Kita semua
tentu mengetahui bahwa sumber hukum utama dalam Islam adalah Al Qur’an dan
hadits Rasulullah Shallallahu’alahi Wasallam. Tentang
Al Qur’an, tentu tidak perlu diragukan lagi kebenaran dan keontetikannya. Namun
berkaitan dengan hadits Rasulullah Shallallahu’alahi Wasallam,
banyak sekali upaya dari musuh-musuh Islam serta orang-orang munafik yang ingin
merancukan ajaran Islam dengan membuat hadits palsu, yaitu hadits yang diklaim
sebagai ucapan Rasulullah Shallallahu’alahi Wasallam padahal
sebenarnya bukan.
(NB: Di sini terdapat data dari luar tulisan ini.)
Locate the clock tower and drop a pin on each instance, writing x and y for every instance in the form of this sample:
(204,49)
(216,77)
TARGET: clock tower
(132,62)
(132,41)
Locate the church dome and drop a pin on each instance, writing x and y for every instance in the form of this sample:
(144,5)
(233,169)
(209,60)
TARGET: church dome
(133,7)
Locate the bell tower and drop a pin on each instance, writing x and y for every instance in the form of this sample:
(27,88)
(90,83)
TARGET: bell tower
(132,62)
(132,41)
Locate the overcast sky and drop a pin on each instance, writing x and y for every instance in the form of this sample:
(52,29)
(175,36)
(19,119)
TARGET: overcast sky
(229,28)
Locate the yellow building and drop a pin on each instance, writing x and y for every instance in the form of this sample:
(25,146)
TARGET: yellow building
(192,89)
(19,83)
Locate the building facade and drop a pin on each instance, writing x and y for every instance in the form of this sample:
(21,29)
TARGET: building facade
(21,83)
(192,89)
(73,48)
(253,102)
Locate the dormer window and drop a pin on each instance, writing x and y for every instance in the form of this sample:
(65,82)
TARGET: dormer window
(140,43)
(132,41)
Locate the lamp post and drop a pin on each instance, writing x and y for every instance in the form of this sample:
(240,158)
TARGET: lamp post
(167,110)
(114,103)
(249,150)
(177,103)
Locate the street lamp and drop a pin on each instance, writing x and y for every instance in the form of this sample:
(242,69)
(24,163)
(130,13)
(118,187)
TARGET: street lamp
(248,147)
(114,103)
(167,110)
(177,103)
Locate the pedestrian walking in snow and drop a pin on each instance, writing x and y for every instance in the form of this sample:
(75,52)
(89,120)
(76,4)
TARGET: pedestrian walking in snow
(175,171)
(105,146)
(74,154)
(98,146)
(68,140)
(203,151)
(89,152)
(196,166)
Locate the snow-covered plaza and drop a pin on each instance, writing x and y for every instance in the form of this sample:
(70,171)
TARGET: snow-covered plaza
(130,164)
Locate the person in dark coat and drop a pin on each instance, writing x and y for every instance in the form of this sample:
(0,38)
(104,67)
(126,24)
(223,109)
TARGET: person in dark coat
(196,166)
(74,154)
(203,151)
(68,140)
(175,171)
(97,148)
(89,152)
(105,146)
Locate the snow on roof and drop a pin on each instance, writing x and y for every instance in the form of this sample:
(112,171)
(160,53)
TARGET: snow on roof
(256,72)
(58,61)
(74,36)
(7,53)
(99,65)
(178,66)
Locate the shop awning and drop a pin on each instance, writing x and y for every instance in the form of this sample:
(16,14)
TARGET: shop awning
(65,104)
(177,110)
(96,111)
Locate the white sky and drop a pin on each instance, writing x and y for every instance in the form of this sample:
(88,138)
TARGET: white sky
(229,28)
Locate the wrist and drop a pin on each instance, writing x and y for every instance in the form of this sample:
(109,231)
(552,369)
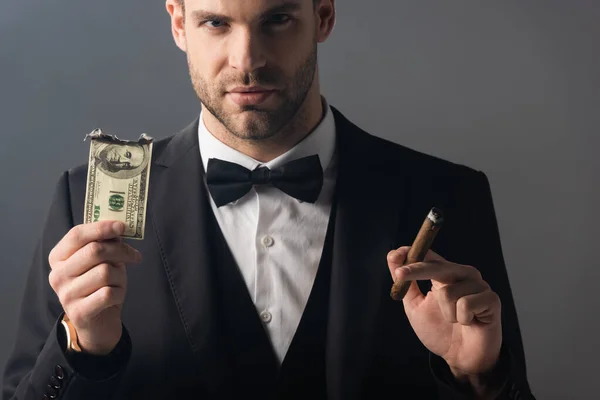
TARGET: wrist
(484,385)
(104,348)
(77,343)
Seperti Abdul Karim bin Abi Auja’, ia mengaku perbuatannya
sebelum ia dihukum mati dengan berkata: “Demi Allah, aku telah memalsukan hadits
sebanyak 4000 hadits. Saya halalkan yang haram dan saya haramkan yang halal”.
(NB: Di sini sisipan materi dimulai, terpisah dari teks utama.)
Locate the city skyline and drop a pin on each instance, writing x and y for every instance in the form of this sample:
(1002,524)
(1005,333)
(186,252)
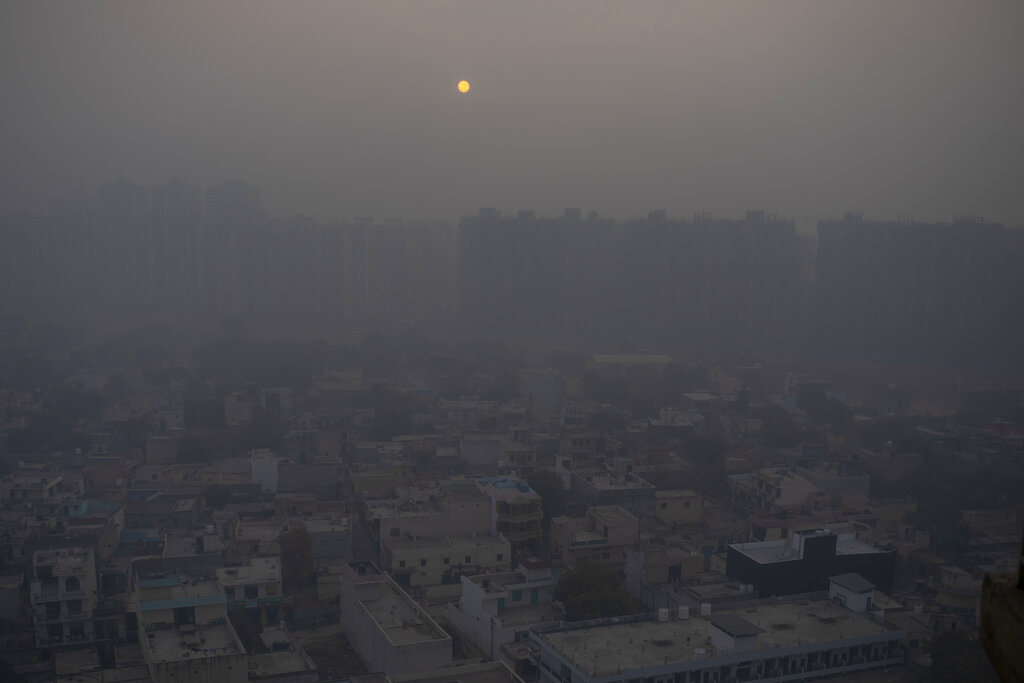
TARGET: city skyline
(805,109)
Namun alhamdulillah, Allah Ta’ala menjaga
kemurnian agama-Nya dengan memunculkan para ulama pakar hadits yang berupaya
memisahkan hadits shahih dengan hadits lemah dan palsu. Dan upaya ini bukanlah
pekerjaan yang mudah dan selesai dalam sekejap. Bahkan memerlukan penelitian
yang panjang, ketelitian yang tajam, kecerdasan akal yang tinggi, hafalan yang
kokoh, serta pemahaman yang mantap terhadap Al Qur’an dan hadits. Maka seorang
muslim yang memahami hal ini sepatutnya ia menghargai dan bahkan kagum atas
jasa para pakar hadits umat Islam yang telah memberikan kontribusi besar bagi
agama ini.
Dan diantara
para ulama pakar hadits yang telah diakui kemampuannya dan sangat besar
jasanya, ada satu nama yang sudah cukup dikenal oleh kita semua yaitu Imam
Muslim dengan kitab haditsnya yang terkenal yaitu Kitab Shahih Muslim. Kitab Shahih Muslim dikatakan
oleh Imam An Nawawi sebagai salah satu kitab yang paling shahih -setelah Al
Qur’an- yang pernah ada. Sampai-sampai ketika seseorang menuliskan hadits yang
ada di kitab tersebut, atau dengan tanda pada akhir hadits berupa perkataan:
“Hadits riwayat Muslim”, orang yang membaca merasa tidak perlu mengecek kembali
atau meragukan keshahihan hadits tersebut. Subhanallah. Oleh
karena itu, patutlah kita sebagai seorang muslim untuk mengenal lebih dalam
sosok mulia di balik kitab tersebut, yaitu Imam Muslim, semoga Allah merahmati
beliau.
Nasab
dan Kelahiran Imam Muslim
Nama lengkap
beliau adalah Abul Hasan Muslim bin Hajjaj bin Muslim bin Warad bin Kausyaz Al
Qusyairi An Naisaburi. Al Qusyairi di sini merupakan nisbah terhadap nasab
(silsilah keturunan) dan An Naisaburi merupakan nisbah terhadap tempat
kelahiran beliau, yaitu kota Naisabur, bagian dari Persia yang sekarang manjadi
bagian dari negara Rusia. Tentang Al Qusyairi, seorang pakar sejarah,
‘Izzuddin Ibnu Atsir, dalam kitab Al Lubab Fi Tahzibil Ansab (37/3)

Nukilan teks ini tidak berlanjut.